Nandlal approaches the problem on multiple fronts. He is building a recording and teaching studio in the heart of Ranchi. He wants to develop an exchange program, giving Ranchi’s most promising students the chance to visit America. He is trying to work with Jharkhand’s politicians and hopes they eventually come around to support the arts. He is organizing performances with two hundred drummers, where the drummers are paid internationally competitive salaries. Most of all, he sees himself continuing where he thinks his father’s work will leave off, bringing his culture into a more professional and highly modern world.
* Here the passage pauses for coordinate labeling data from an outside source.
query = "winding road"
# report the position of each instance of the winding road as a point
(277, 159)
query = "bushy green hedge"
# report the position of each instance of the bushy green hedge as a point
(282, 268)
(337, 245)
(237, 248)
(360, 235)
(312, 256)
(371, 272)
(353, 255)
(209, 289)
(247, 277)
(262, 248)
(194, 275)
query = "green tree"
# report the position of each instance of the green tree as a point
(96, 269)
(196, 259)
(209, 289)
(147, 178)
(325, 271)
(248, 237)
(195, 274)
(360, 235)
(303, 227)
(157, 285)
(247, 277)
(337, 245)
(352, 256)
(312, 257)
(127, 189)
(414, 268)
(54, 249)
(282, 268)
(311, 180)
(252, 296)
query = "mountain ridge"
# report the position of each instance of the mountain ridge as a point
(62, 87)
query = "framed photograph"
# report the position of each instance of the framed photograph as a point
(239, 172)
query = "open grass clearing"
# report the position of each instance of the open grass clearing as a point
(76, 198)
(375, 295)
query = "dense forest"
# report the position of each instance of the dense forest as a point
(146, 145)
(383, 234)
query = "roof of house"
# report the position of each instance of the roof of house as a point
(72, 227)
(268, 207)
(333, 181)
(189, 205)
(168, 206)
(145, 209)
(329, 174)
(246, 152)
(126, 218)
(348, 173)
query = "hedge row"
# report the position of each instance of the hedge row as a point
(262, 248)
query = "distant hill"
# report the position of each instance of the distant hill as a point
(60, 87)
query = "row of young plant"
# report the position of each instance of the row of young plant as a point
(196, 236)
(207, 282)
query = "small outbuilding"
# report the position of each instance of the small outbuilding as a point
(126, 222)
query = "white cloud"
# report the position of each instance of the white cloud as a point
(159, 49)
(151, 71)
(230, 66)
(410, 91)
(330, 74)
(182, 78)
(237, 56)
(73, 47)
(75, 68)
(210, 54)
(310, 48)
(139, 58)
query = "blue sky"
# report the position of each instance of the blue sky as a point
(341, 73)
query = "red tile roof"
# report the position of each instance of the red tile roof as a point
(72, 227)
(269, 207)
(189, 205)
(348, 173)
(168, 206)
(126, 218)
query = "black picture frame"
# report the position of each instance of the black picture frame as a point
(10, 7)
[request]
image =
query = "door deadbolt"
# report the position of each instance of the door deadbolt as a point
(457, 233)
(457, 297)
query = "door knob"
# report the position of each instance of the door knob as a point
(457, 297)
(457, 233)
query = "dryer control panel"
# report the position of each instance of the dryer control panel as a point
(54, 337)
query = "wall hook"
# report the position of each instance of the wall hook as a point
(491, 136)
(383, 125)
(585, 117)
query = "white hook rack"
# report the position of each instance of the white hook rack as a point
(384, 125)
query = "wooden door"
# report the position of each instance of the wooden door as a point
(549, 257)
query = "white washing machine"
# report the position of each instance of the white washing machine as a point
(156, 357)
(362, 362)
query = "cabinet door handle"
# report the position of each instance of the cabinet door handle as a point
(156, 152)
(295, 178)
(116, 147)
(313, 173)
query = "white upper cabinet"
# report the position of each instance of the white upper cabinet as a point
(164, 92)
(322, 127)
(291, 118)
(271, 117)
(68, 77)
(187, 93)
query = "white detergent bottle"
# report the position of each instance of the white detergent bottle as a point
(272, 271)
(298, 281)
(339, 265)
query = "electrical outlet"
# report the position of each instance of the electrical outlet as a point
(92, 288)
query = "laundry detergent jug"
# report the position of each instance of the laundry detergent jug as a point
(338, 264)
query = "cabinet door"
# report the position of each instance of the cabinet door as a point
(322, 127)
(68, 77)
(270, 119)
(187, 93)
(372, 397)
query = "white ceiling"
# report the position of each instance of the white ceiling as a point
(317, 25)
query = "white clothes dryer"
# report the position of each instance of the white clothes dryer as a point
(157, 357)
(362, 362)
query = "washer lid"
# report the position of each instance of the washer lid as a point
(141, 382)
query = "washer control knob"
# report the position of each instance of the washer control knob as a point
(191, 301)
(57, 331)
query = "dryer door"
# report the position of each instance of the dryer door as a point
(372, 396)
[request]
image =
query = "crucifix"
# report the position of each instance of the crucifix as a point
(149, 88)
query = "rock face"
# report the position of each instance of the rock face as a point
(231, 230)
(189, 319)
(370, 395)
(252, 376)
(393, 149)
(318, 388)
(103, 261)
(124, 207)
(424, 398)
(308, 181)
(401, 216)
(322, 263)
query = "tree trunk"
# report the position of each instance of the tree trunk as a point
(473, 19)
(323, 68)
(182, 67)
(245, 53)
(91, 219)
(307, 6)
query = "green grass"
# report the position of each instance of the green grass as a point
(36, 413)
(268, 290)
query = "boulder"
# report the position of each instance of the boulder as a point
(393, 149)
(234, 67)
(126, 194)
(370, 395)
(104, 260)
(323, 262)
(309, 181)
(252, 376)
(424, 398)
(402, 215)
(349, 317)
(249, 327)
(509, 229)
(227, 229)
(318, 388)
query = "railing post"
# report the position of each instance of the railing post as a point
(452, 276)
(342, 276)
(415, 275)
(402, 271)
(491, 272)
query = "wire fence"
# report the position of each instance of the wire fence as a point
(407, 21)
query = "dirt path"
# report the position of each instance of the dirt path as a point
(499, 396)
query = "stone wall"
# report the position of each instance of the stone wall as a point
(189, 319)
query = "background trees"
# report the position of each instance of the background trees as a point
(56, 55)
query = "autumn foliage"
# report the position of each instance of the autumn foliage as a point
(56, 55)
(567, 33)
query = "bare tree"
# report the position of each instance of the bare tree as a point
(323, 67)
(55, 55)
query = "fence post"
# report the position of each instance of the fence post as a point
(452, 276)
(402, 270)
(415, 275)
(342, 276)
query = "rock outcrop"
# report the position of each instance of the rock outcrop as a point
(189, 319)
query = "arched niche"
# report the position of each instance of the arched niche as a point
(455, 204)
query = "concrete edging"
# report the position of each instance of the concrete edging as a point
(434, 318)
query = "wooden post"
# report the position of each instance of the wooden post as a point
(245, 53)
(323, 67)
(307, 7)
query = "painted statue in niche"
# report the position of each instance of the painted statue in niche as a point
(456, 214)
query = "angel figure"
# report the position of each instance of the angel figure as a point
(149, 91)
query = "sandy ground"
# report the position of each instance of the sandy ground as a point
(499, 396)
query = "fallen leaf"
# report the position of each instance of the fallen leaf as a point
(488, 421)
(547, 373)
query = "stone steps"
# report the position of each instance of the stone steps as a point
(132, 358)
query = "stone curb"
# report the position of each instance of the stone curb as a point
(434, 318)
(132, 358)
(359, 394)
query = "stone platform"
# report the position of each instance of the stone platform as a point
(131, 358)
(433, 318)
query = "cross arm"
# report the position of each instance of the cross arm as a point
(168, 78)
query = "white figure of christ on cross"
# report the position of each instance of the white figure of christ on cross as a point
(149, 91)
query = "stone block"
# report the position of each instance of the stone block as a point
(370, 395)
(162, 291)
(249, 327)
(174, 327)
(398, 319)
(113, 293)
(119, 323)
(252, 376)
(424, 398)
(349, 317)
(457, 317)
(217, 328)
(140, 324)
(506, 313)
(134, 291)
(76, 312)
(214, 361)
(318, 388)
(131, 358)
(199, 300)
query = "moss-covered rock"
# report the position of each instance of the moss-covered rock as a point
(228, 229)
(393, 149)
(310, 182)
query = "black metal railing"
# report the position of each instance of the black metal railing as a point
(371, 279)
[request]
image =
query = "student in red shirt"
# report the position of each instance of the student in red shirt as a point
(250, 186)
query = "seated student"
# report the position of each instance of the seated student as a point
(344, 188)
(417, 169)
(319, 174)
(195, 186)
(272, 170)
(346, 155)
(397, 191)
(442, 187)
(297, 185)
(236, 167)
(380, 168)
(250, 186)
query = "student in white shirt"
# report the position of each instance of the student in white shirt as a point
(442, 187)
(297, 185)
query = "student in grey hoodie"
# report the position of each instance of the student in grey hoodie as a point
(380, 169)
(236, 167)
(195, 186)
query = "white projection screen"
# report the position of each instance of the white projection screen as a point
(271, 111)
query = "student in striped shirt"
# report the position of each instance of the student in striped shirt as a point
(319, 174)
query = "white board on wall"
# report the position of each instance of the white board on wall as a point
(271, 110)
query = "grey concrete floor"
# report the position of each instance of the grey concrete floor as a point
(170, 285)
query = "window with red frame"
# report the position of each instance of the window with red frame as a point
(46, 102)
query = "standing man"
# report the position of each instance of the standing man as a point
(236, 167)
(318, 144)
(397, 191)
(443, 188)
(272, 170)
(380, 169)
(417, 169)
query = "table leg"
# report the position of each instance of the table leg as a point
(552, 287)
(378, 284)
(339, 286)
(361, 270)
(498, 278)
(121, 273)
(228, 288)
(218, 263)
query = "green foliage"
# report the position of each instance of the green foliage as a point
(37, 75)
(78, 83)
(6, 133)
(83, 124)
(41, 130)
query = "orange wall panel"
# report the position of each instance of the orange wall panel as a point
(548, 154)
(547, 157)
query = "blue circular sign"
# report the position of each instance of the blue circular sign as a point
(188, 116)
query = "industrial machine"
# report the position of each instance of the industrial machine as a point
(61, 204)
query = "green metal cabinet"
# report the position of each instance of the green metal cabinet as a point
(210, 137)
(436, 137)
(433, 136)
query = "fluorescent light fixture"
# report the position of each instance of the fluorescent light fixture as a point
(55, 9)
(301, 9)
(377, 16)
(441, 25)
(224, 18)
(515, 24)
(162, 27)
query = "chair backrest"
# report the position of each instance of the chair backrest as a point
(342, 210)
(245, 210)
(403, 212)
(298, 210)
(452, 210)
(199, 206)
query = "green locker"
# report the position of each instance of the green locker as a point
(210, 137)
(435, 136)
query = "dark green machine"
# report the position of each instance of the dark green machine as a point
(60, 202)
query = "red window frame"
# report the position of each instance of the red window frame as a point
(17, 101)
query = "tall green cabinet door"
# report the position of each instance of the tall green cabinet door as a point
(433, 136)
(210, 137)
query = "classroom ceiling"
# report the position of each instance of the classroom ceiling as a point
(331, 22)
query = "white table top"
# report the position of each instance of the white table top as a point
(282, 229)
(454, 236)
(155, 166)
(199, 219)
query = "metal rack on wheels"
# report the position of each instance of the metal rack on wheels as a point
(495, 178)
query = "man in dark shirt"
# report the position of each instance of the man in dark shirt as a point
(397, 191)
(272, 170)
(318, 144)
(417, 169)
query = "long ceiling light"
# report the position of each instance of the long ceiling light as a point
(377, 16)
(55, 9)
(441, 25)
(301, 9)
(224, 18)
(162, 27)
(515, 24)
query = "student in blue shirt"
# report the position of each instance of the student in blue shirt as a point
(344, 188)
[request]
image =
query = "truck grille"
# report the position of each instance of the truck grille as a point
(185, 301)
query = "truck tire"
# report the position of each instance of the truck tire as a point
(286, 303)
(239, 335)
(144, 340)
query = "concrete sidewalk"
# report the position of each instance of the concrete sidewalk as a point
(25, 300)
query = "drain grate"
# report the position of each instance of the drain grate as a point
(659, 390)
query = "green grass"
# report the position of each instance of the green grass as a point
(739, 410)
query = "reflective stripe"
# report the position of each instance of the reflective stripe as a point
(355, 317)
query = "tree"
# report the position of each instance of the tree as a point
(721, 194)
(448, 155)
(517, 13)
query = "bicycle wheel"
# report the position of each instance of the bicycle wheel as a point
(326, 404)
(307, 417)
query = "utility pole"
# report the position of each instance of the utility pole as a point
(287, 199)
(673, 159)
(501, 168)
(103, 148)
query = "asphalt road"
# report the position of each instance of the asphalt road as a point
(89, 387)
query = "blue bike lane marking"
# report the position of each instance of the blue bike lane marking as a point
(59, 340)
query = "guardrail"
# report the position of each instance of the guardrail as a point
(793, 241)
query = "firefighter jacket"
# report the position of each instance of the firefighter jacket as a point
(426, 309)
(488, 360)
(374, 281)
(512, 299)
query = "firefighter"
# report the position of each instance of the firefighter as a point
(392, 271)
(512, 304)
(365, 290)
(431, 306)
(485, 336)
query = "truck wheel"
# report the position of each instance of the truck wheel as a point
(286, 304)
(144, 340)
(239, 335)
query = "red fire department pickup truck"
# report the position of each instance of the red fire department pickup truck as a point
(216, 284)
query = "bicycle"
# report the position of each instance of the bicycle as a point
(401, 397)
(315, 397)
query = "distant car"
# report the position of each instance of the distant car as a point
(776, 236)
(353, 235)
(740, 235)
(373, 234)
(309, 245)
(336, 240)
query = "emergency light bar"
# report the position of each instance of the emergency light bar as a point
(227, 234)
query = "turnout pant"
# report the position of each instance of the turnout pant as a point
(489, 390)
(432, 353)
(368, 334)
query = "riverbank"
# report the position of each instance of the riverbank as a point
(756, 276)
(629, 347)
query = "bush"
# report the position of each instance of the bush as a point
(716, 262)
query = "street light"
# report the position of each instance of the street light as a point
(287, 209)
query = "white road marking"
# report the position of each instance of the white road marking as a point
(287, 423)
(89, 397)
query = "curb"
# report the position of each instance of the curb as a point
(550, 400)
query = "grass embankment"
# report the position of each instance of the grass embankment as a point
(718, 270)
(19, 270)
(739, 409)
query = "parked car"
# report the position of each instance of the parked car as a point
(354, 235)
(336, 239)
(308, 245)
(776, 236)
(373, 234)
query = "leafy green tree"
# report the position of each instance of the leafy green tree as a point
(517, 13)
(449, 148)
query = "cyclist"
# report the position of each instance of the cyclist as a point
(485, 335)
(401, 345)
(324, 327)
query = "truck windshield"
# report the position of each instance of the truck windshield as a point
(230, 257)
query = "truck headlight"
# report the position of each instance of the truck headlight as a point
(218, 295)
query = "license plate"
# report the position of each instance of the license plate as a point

Throughout our conversations, my thoughts often returned to the idea of participation. If active participation is the norm in Jharkhand, then why are there so few performing artists? Nandlal thinks it has something to do with pride. In the world, America is perceived as the biggest country with the best culture. Even within India, it is the classical music that is the respected art form, not the tribal arts. As he says, “In the great development of India, [my people] were left behind.” So, in Jharkhand, established artists gave up and the youth stopped going to the Dancing Ground.

But, Nandlal works on. Many people question his move back to India, and even Nandlal says that, at times, he is unsure of his purpose. Still, little by little and person by person, Nandlal will reinsert the pride, the work ethic, and the intense drive to revitalize tribal culture—all hallmarks of his own performing career—into the DNA of his people. One new participant at a time, his work will pay off.